Вздох вырвался из груди Сторукина, и он почти уронил картину на пол.

– На много миллионов у меня их, – сказал он. – Что бы ты сделал, Порфиша, – помолчав, начал он, – кабы у тебя было 2700 картин, а может, и больше, самых первеющих мастеров?

– Не могу представить себе.

– Тряхни мозгами.

– Не имею права-с.

– Я тебе говорю.

– Я бы музей основал, примерно вашего имени.

– Дорого стоило бы, Порфиша.

– А он бы себя окупал помаленьку, за сходную плату-с.

– Но помещение надо было бы устроить.

– А при добром желании.

– Ну, а если б, Порфиша, ты вдруг выиграл двести тысяч? – помолчав, спросил Сторукин.

– Выигрышного билета нет у меня!

– Ой ли?

– Невыгодная бумага для бедняка-с, Александр Гаврилович, только убыток приносит; а шансы выиграть такие же, как если бы кто-нибудь тебя взял да и пырнул финским ножом в сонную артерию, чтобы воспользоваться вот этаким пиджачком-с. Возможно; однако же, не случается; и мы благополучно доползаем до гробовой доски.
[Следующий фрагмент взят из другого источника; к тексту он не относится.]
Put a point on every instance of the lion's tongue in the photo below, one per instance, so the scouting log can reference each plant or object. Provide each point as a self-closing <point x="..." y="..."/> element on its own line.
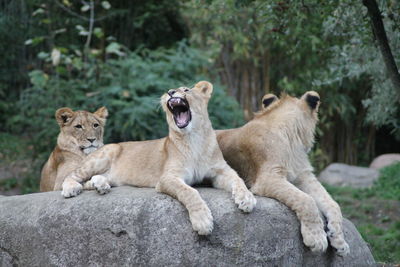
<point x="182" y="118"/>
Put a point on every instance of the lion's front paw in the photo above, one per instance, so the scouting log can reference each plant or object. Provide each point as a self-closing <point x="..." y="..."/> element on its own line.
<point x="71" y="188"/>
<point x="100" y="184"/>
<point x="314" y="237"/>
<point x="202" y="220"/>
<point x="337" y="241"/>
<point x="245" y="200"/>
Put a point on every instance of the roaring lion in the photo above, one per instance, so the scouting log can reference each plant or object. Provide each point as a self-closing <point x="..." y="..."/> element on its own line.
<point x="188" y="155"/>
<point x="270" y="153"/>
<point x="81" y="133"/>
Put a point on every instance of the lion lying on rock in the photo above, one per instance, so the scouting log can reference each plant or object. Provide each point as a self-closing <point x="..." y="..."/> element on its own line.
<point x="187" y="156"/>
<point x="81" y="133"/>
<point x="270" y="153"/>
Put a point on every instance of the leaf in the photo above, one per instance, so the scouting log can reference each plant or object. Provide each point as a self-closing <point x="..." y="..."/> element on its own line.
<point x="85" y="8"/>
<point x="38" y="78"/>
<point x="114" y="48"/>
<point x="106" y="4"/>
<point x="98" y="32"/>
<point x="38" y="11"/>
<point x="43" y="55"/>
– Верно. А у тебя есть деньги?

– А почему вы так думаете, Александр Гаврилович?

– А по твоему житью-бытью. Больше билета не проживешь: за коморку, чай, зелененькую платишь, обедаешь на две – самое большее, колбасы не ешь.

– Случается, кушаю.

– Ну, на пятак в день купишь, и довольно с тебя.

– А угадали! – с бледной улыбкой сказал Девочкин. – Деньги, действительно, есть; я двадцать пять, действительно, проживаю, у вас хороший глазомер; а что касается жалованья, которое от вас, то целиком сберегаю. И в течение десяти лет капитал мой дошел до двух с половиной тысяч.

– Ишь ты! – приятно осклабился Александр Гаврилович и впервые приласкал Девочкина – погладил по плечу.

– Ну, а в самом деле, – продолжал он, – допустим, и у тебя были бы картины, как у меня?

– Музей можно было бы сделать небольшой, Александр Гаврилович, на пятьсот картин; кстати, они все невелики; и постоянно переменять, на стену вешать разные по очереди, а в газетах публиковать, что вот, мол, сегодня голландская школа, а через месяц фламандская, а там итальянская или какая еще другая.

– Умно! – воскликнул Сторукин, хлопнув себя по лбу рукой. – Ну, а не стал бы ты кидать деньгами направо и налево?

– Помилуйте-с.

– На кокоток, да на заграницу?

– Да что вы-с, Александр Гаврилович?

– Или вдруг женился бы на какой бедняжке и стал бы возить ее в каретах и в колясках, да моторах?

– Да за кого же вы меня принимаете, Александр Гаврилович?!..

– Ну, а кабы вдруг, место двух тысяч, да миллион получил?

– Да как же, Александр Гаврилович? Таких выигрышей нс бывает!

– А положим, у тебя дядя какой – американец проявился бы.

– Я очень вам признателен за гипотезу, но это вроде сновидения из тысячи и одной ночи.

– А ты зубов не заговаривай, а прямо объяви свою программу.

– Если о миллионе говорить, Александр Гаврилович, так ведь из миллиона через десять лет можно было бы сделать почти два миллиона-с.

– Ты продолжал бы жить в своей каморке – ась?

– Потребности мои невелики, Александр Гаврилович, и ежели маленьких денег жалко, как же не пожалеть больших?

– Но в таких бы сапогах не ходил?

– А вот я, Александр Гаврилович, что читал: один великий император любил всегда в заплатанных сапожках ходить; значит, дурного в этом ничего нет и, напротив, при двух миллионах…

– Ты уж на два сягаешь?

– Так точно-с, я к тому говорю, что не место человека красит, а человек место; и если из сапожных дыр смотрят не голые пальцы, а миллионы, помилуйте-с, красота одна.